Because the Monitor uses the newest and fastest technology available to publish the paper, it is one of the most technically advanced newspapers in the United States today.

While Page 1 is being designed, other editors in the newsroom are editing the incoming stories on a computer system known as Atex. This is the ``workhorse'' system of the newsroom, allowing each editor to edit stories on a computer terminal at his or her desk. And each editor can send messages and stories to other editors and writers through the Atex system.
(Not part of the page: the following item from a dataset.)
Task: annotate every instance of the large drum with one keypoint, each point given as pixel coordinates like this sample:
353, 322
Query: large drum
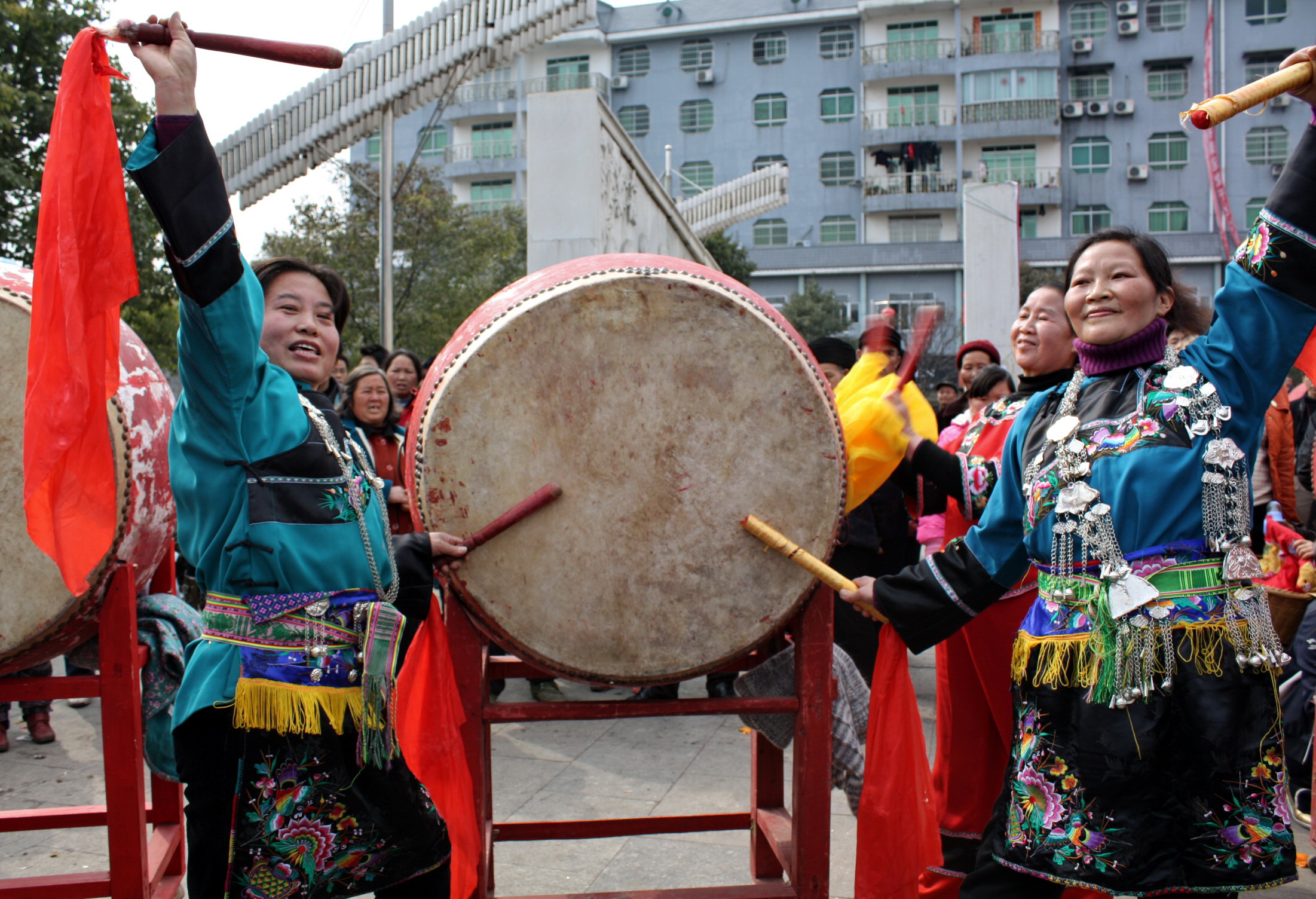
669, 402
38, 617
After the first phase of editing on Atex, the stories are sent to the Macintosh computers. When each page is completed, it is sent electronically to the Scitex assembler in another part of the building. There the text of the stories is positioned automatically with photos, drawings, or maps. A proof page is then made and sent to the editors for a last look to catch any serious mistakes that may have been overlooked in the editing process. This proof looks very much like the page you are now reading.

The editors must sign off on the proof pages by 10 each morning to meet the deadline. Often changes in world events are added to stories at the last minute.

The pages, now in ``digitized'' form (a sequence of electronic bits), are then sent to a plotter that uses a laser beam to convert the digital information into a pattern of tiny dots and prints it on a film about 18 inches wide.

The final step is reached when the negative is delivered to a plant in Norwood, Mass., where the Monitor is printed and mailed that day to readers in the East, South, and Canada.

At the same time the digital information is sent almost instantly by satellite to a printing plant in Phoenix for printing and mailing to readers west of the Mississippi River.

The next day at 9:30 a.m. sharp the editors gather to put the world together again.